For a film that isn’t really a horror movie, it sure does look like one. The Tom Lerner Water Polo Camp is held in a school and frequently shot like a dungeon. The camera drifts through long, dark corridors with flickering lights. Characters cling to walls as they wander at night. Ben is trapped here, and as things go bad the camera pushes closer to his face, trapping him in the frame, too. Less successful is the score. Scenes are accentuated by (and often drowned in) heavy vocalizations. Low voices blast long, sustained notes, high ones chant in a frenzy. They sing and sigh and gasp energetically but it’s poured on distractingly thick in places.
I’m a little unsure about the ending which (without spoiling anything) feels a little too neat after the outpouring of resentment the film builds to for most of its 95 minute runtime. After some hair-raising dramatic punctuation, the resolution is dispensed with rather quickly. There’s a slight incongruity between these final scenes, as if some connective emotional matter is missing. But I assure you this is a minor nitpick. The ride is well-worth taking.
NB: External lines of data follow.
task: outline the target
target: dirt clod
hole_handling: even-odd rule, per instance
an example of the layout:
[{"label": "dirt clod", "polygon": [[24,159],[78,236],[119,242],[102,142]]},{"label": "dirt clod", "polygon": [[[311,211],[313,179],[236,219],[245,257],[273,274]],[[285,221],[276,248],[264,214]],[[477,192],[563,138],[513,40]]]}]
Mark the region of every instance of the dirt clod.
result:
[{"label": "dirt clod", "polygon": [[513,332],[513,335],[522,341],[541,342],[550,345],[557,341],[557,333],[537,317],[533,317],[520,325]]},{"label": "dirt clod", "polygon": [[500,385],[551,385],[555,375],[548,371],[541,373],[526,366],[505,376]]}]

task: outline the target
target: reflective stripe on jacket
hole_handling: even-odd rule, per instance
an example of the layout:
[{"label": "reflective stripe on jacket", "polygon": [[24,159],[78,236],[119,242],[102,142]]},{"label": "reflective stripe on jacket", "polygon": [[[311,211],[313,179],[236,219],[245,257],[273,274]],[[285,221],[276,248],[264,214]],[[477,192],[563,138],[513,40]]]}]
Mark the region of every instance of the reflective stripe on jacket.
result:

The Plague keenly captures one of the most uncomfortable instincts of adolescent life: above all else, fit in. For Ben, it’s a survival instinct with self-destructive power. It’s easy now, as an adult, to think he should have seen his “friend’s” turn coming or to dismiss Ben as making bad decisions. But that’s a view nearly thirty years removed from my own bad week at camp, at the end of a journey Ben is only starting. What might I have done, all those years ago, to make the bullying stop? Or given the chance, to prevent it from ever starting? Looking back, The Plague’s real horror may lie in those answers.




Nice write-up. Performances and cinematography were solid in this film, but I left pretty underwhelmed. I also agree that the coda was unsatisfactory.